In a long publishing career, Pockell worked at St. Martin's Press, Doubleday and the Book-of-the-Month Club before joining Warner Books, which became Grand Central, a division of Hachette Book Group (USA).
He helped edit a diverse group of authors from mystery writer Donald Westlake to the critic Harold Bloom to the actor and children's writer John Lithgow and compiled numerous anthologies, from "100 Essential American Poems" to "The 101 Greatest Business Principles of All Time."
Former Warner Books CEO Larry Kirshbaum, now a literary agent, remembered Pockell as a thinking man who stood out at a relatively commercial publishing house. He was also regarded as a mentor with a great deal to teach and a willingness to let others take the credit.
Grand Central publisher and executive vice president Jamie Raab said she liked to call him "The Professor" because Pockell knew so much about so many subjects and would become visibly animated in discussion, his hands "flailing" everywhere.
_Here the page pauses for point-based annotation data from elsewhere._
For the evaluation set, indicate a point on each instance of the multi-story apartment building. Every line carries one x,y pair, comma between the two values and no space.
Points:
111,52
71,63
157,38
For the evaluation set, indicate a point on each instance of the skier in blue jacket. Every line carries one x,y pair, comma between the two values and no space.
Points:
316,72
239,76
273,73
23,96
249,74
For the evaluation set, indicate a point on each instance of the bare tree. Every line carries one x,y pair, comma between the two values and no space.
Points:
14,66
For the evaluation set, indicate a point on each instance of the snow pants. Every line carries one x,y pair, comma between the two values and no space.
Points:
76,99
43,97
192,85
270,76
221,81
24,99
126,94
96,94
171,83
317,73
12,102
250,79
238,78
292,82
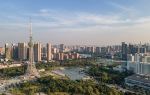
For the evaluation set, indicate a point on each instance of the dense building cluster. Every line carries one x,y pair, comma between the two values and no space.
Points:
48,52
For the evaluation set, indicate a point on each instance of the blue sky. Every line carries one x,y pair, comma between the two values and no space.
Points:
83,22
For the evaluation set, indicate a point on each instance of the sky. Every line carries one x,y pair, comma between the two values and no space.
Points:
75,22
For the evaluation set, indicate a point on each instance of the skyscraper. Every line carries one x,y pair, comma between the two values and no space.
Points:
62,47
7,51
37,52
124,51
49,52
22,51
31,69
His learning was such that the staff at Grand Central encouraged him to try out for the TV game show "Who Wants to Be a Millionaire?"
"He had an audition, but he didn't make it," Raab said. "Everyone was rooting for him because he was the smartest person we knew."
Pockell was born on June 19, 1942, in Norwalk, Conn, and graduated from Columbia University in 1964. He is survived by his wife, Noriko, and his brother and sister.